A neat little analogy occurred to me the other day as I was finishing up a run.
Imagine chewing a piece of gum and blowing a bubble. I'm pretty sure we've all done this at some point.
Now imagine that bubble is your fitness.
Because of the porous nature of bubblegum, you have to keep adding a bit of air all the time in order to keep the bubble from deflating - just as you need to keep training in order to keep from losing fitness. As you slowly add breaths (or workouts), your fitness increases just as the bubble gets bigger. However, if you try to blow too much air into the bubble too quickly, you'll pop the bubble and have to start all over! If you overtrain, you run the risk of injury or burnout, both of which will require time off, loss of fitness, and a slow rebuild. You'll get better results from adding small, regular breaths than just trying to blow in big blasts of air at long intervals - consistency over time. Sometimes outside forces come along and burst your bubble, too - an injury, illness, highly stressful life event or even just a big project at work can act like a pin against the bubble you built with all your hard work, or just rob you of the gum you need to blow a big, strong bubble.

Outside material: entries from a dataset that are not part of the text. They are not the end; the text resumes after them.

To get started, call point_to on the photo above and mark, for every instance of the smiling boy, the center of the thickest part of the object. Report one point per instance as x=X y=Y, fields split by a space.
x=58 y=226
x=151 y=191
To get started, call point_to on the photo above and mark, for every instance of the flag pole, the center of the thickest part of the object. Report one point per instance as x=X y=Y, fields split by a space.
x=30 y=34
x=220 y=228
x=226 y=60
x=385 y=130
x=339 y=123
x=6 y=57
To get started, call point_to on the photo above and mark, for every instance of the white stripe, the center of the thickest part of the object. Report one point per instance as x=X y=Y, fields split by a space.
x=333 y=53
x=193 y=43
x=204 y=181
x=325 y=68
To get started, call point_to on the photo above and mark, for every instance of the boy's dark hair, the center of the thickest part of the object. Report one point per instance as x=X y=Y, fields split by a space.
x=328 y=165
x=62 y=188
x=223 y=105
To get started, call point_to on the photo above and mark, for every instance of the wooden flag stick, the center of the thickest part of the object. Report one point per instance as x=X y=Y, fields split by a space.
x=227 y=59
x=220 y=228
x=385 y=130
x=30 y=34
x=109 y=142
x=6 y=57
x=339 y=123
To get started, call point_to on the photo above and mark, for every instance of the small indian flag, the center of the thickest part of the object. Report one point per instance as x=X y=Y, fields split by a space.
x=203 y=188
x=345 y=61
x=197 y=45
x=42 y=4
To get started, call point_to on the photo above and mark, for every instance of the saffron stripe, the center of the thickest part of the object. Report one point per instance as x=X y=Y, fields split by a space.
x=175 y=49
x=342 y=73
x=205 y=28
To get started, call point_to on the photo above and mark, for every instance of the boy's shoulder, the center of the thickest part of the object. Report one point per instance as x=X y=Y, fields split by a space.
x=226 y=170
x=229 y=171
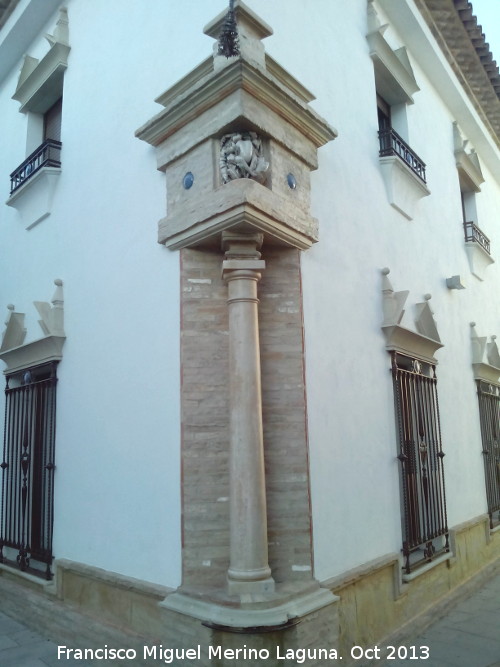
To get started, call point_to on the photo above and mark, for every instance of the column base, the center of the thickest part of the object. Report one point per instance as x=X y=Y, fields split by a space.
x=271 y=610
x=238 y=587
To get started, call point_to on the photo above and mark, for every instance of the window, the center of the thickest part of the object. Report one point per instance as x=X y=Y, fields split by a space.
x=28 y=469
x=39 y=93
x=489 y=414
x=403 y=171
x=425 y=530
x=47 y=154
x=470 y=177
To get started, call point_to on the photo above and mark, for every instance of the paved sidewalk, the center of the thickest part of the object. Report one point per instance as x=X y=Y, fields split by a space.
x=467 y=636
x=20 y=647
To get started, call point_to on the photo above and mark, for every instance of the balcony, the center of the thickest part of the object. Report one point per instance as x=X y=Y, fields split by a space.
x=392 y=144
x=473 y=233
x=46 y=155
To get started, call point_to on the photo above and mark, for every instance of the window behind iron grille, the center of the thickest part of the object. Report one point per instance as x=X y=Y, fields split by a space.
x=26 y=509
x=425 y=526
x=489 y=414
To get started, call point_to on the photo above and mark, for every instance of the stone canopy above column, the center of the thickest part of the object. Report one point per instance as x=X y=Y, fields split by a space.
x=237 y=140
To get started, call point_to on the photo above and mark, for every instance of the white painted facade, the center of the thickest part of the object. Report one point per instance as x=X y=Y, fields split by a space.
x=118 y=478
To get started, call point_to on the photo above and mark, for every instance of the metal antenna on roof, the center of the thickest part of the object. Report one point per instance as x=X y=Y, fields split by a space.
x=228 y=39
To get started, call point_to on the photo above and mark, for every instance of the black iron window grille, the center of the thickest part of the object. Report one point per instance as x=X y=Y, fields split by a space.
x=27 y=500
x=473 y=233
x=46 y=155
x=392 y=144
x=489 y=415
x=421 y=456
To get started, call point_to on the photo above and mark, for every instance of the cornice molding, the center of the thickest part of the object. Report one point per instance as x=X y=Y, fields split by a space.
x=485 y=357
x=201 y=91
x=40 y=81
x=422 y=343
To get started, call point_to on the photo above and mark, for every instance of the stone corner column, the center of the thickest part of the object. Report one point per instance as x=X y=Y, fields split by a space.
x=249 y=571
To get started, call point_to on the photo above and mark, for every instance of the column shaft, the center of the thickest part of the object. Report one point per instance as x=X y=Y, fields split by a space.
x=249 y=570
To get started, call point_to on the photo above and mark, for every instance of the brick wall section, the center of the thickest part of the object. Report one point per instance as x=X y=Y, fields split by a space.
x=205 y=417
x=284 y=415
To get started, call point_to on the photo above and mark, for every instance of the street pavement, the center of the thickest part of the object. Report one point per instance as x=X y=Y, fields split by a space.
x=468 y=635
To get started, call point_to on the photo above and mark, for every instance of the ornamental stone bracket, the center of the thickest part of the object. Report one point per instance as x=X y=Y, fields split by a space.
x=468 y=166
x=393 y=72
x=19 y=355
x=479 y=259
x=485 y=357
x=40 y=81
x=237 y=140
x=422 y=343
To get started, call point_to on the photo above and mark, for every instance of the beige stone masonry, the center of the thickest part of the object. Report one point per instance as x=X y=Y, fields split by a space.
x=247 y=93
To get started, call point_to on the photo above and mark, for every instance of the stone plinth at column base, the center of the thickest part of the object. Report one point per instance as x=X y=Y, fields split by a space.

As the months and years of consistent training go by, you get to add more gum to make the bubble stronger, so it will hold more air without popping. That's building your base fitness. Then, if you know you have a race or big effort coming, you can let a the bubble deflate a little by adding less air so it becomes more resistant to popping - that's why we taper, reducing the volume of training (or breaths going into the bubble) before a taxing event. Your bubble needs to be solid enough to handle that race effort, over-distance training session or interval workout, or you'll stretch yourself too thin and quickly end up deflated.
So when you're planning your next block of training, make sure to keep those breaths coming - regular workouts and appropriate recovery will see your fitness grow, and if you feel yourself getting close to the bursting point take the time to back off before that bubble pops! If it happens, though, remember you've still got the gum; just start back at it with smaller, regular workouts, and soon you'll have a bubble of which you can be proud!